Thursday, May 3rd 2007, 7:54 am
By: News On 6

CHARLOTTE, N.C. (AP) _ There was no shortage of stars at the Wachovia Championship.

And that was for the pro-am round.

Thousands of fans lined the first fairway Wednesday morning to watch two of the world's most celebrated sports icons _ Tiger Woods and Michael Jordan _ play together in a public event for the first time. Two groups behind with Sergio Garcia, and virtually unnoticed on this day, was Peyton Manning, the guy selected as the Super Bowl MVP.

Also playing was Carolina Panthers coach John Fox. NASCAR drivers Casey Mears and Jimmie Johnson also teed it up.

The real tournament starts Thursday at Quail Hollow, and attention will shift to another cast of stars _ one of the strongest fields of the year at a PGA Tour event that already has become one of the best.

Woods, defending champion Jim Furyk and Phil Mickelson are among 27 of the top 30 players in the world ranking. Not bad for a tournament that is only 4 years old.

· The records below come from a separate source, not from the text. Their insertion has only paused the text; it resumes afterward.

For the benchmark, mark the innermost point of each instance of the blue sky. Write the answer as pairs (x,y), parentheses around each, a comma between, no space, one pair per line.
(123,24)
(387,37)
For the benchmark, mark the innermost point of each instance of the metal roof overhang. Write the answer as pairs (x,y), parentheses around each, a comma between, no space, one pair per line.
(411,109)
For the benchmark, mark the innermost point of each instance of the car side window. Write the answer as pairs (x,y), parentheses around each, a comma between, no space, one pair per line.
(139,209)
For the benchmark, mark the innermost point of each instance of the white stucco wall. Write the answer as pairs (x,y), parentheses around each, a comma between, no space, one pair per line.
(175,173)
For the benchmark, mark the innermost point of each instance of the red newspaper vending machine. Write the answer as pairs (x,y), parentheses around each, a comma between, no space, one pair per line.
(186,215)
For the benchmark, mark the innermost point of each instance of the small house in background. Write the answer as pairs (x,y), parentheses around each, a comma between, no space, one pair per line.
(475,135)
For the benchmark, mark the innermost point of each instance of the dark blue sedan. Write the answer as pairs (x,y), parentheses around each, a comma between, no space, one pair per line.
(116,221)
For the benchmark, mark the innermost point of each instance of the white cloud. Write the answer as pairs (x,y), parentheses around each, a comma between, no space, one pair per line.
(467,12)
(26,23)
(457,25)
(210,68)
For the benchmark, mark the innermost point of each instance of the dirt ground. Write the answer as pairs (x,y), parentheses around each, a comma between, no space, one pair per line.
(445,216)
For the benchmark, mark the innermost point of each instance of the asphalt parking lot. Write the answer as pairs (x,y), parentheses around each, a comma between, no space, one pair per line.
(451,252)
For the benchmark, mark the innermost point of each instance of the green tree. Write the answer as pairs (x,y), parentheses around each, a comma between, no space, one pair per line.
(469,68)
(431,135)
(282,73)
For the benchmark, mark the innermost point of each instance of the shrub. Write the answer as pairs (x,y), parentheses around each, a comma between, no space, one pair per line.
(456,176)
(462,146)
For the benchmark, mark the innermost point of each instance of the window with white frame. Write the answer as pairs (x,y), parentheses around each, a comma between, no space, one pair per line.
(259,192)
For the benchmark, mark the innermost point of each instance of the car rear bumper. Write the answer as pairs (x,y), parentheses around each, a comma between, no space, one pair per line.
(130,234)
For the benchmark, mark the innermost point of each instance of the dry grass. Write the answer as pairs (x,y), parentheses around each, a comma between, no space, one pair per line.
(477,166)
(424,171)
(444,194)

``When you have a great golf course, the guys will come,'' Woods said. ``This is one of the neat golf courses we get to play all year. It's straightforward, right in front of you. You have to shape the ball both ways, and on top of that, you've really got to putt here.''

The rest of the amenities aren't bad.

The purse is $6.3 million, among the richest for regular PGA Tour events. Players are given a Mercedes-Benz for a courtesy car, and even their caddies get valet parking. Wives are offered a short flight to Asheville to see the Biltmore Estate. Mickelson even found another perk that not many others have talked about _ personalized pillow cases and towels.

``When we show up at the hotel, our kids have their names embroidered on the hotel pillows and towels, and they call our assistants and get all kinds of toys that they like waiting for them in the hotel room,'' Mickelson said.

But it all starts with Quail Hollow, a tree-lined course that features one of the toughest finishing stretch on tour. The par-3 17th is 217 yards to a peninsula green that breaks sharply toward the lake. The 18th is 478 yards with a bunker and trees to the right, and a small stream that winds down the left side all the way to the green.

``It's really kind of a par-3 1/2 hole,'' Mickelson said of the 17th. ``If you make par, it's close to a birdie.''

Furyk won last year with an 8-foot par putt on the 18th to get into a playoff, and a 6-foot par on the first extra hole to beat Trevor Immelman. He was in a four-hole playoff the year before, won by Vijay Singh. Joey Sindelar won in 2004 after a clutch birdie on the 17th and winning in _ you guessed it _ a playoff.

The only time the Wachovia didn't require overtime was the first year, when David Toms took a six-shot lead to the final hole and made a quadruple-bogey 8 to win by two.

Clearly, this tournament doesn't lack excitement.

There was plenty of that Wednesday when Woods and Jordan played together in the pro-am, and that was evident by a crowd that stood a dozen deep around some tees, spilling down both sides of the fairway.

It was the crowd Woods usually sees at a major championship. Rarer still was that they weren't there to watch him.

Even in retirement, Jordan is a megastar around the world, and especially in North Carolina. He led the Tar Heels to a national title in 1982 and now is part-owner of the Charlotte Bobcats, although he isn't in town much.

He stood over shots with a cigar in his mouth. He had a swagger. But then, he also had a golf club in his hand, and Jordan's mystique was lost in bunkers and trees, sometimes both.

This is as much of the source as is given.